Y ahí andábamos, entre corsarios y piratas que le tomaban la leche al gato español, contrabandistas y, de paso, rehenes de las disputas entre España, Portugal e Inglaterra. Hasta que Carlos III, un tipo bien asesorado y profesionalizado, puso la cara para arreglar el desaguisado administrativo de los territorios ultramarinos y creó el Virreinato del Río de la Plata, con capital en Buenos Aires, donde España tenía un fácil acceso desde el Atlántico, mandando a Pedro de Cevallos como nuestro primer Virrey.
Y, como en todo berenjenal, la salida fue por arriba. Si en este solar todo era comercio ilegal y el puerto estaba sometido a restricciones que rozaban el ridículo, entonces, Carlos III prohibió la extracción de oro y plata sin amonedar si no era por el puerto de Buenos Aires, además, dictó el Auto de Libre Internación autorizando a introducir productos al interior del Virreinato. En poco tiempo la capital gozaba del Tratado de Libre Comercio y del comercio intercolonial, inclinando la balanza del progreso en favor de la ciudad portuaria, relegando la suerte de los pueblos del interior.
Gracias al comercio, entre 1780 y 1800, Buenos Aires progresó a pata ancha, importando y exportando. También contrabandeando, por costumbre, lo de siempre, la cosa sana.
Así, mientras el interior se empobrecía, como siempre en este bendito país, la capital fue incorporando alumbrado público, adoquines y hasta templos de material.

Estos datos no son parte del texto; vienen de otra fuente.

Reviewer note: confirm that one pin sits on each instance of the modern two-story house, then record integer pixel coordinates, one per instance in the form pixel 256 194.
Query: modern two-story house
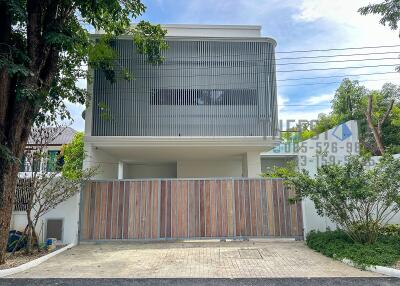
pixel 208 111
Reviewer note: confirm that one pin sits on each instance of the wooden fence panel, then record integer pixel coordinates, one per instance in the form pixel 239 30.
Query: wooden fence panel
pixel 156 209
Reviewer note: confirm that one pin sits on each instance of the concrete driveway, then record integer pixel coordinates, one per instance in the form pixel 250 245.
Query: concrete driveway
pixel 192 260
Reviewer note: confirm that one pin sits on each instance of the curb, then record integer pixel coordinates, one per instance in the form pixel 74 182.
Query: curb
pixel 377 269
pixel 33 263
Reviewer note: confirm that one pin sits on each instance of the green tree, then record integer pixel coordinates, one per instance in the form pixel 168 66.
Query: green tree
pixel 74 154
pixel 388 10
pixel 351 102
pixel 43 45
pixel 359 199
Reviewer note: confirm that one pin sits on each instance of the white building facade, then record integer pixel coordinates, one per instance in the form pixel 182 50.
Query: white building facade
pixel 208 111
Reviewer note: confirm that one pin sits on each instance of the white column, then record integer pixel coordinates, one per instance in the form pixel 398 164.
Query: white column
pixel 251 164
pixel 120 170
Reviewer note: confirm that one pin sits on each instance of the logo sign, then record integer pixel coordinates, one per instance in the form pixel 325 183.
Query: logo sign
pixel 342 132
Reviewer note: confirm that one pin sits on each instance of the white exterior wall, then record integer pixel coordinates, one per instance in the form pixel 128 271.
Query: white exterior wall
pixel 209 168
pixel 68 211
pixel 213 31
pixel 106 163
pixel 309 157
pixel 141 171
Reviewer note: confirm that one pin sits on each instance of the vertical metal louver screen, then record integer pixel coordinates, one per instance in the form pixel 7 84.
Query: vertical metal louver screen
pixel 204 88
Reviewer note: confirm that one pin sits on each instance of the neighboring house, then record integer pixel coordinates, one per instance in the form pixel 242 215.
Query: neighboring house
pixel 208 111
pixel 55 222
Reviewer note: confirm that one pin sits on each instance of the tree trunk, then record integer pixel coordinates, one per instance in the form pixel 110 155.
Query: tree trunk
pixel 15 126
pixel 29 233
pixel 8 182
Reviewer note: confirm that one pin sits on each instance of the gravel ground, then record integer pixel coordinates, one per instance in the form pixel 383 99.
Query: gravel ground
pixel 20 258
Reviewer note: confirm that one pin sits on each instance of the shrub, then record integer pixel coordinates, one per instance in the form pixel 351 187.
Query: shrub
pixel 358 199
pixel 289 170
pixel 390 229
pixel 337 244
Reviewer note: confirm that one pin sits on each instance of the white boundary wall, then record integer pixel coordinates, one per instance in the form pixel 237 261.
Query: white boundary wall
pixel 334 145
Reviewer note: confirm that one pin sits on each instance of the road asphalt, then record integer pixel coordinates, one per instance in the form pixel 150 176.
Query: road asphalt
pixel 380 281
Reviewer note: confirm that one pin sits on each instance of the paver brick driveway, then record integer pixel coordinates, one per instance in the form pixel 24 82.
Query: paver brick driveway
pixel 192 259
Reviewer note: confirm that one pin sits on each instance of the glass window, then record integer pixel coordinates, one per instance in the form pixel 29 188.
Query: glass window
pixel 53 161
pixel 204 97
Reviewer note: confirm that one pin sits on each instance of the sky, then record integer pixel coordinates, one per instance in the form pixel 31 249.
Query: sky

En este período también se dió una ola inmigratoria de españoles y franceses, la mayoría comerciantes y estancieros. La crema, oigan.
Se emplazaron la Iglesia de Nuestra Señora del Pilar en Recoleta, la Plaza de Toros, el Teatro de la Ranchería y se fundó el Colegio de San Carlos para niños de diez años, hijos de vecinos reconocidos y cristianos, claro.
A estas horas Buenos Aires era la ciudad mas importante de Hispanoamerica. Además, como ingresaban libros, periódicos y panfletos europeos se tenía un gran acceso a las nuevas ideas liberales del viejo continente, creciendo culturalmente y dando lugar a movimientos emancipadores.
Pero eso recién empezaba, habría un par de paradas antes. Ya veremos.